Robert de Niro dijo de Yvonne Blake, que sólo se sentía en el personaje cuando se ponía el vestuario diseñado por ella. En su caso afirmaciones de este calibre las hacían Sean Connery o Charlton Heston.
Yvonne, Superstar. Eso me pareció siempre, una estrella, una Superwoman, en su trabajo, en su vida personal, diseñando, cocinando, en la Academia, en el plató, o en una taberna. En lo más glamuroso y en lo más mundano, siempre sin perder el estilo. Y la risa, y el optimismo.
No todo el mundo puede presumir de haberse sentado en el suelo a revisar bocetos con Al Pacino, de presenciar una bronca doméstica entre Elizabeth Taylor y Richard Burton, de convertir a Marlon Brando en el papá de Superman, o de que Audrey Hepburn aceptase vestirse con tela de saco.
Y sin embargo, Yvonne sabía que no todo está ganado, que no hay que creérselo. “Mira, baby…”, me decía, “un éxito no asegura la eternidad”. Porque después de ganar el Oscar por Nicolás y Alejandra tuvo que pasar un casting para hacer Jesucristo Superstar, la estatuilla no era suficiente credencial. Descubrió pronto que el reconocimiento hay que ganárselo día a día, con tesón, suma y sigue.

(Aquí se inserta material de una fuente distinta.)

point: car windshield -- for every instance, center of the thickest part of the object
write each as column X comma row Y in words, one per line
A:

Durante el proceso de elaboración de su libro, de nuestro libro como le gustaba decir, rió y también lloró, se enfrentó a sus buenos recuerdos y también a sus fantasmas. Salió a flote su capacidad de lucha y también su fragilidad. En el tintero quedaron detalles y secretos que no debían ponerse en papel, y que están en un limbo que he olvidado. Pero lo que nunca olvidaré es su autenticidad, su perseverancia, su generosidad. Su búsqueda de la excelencia, de la perfección, en todo, y en su trabajo las mejores telas, la experimentación, el acabado perfecto. Siempre lo mejor.
Hasta siempre, amiga, estrella favorita. Yvonne, Superstar.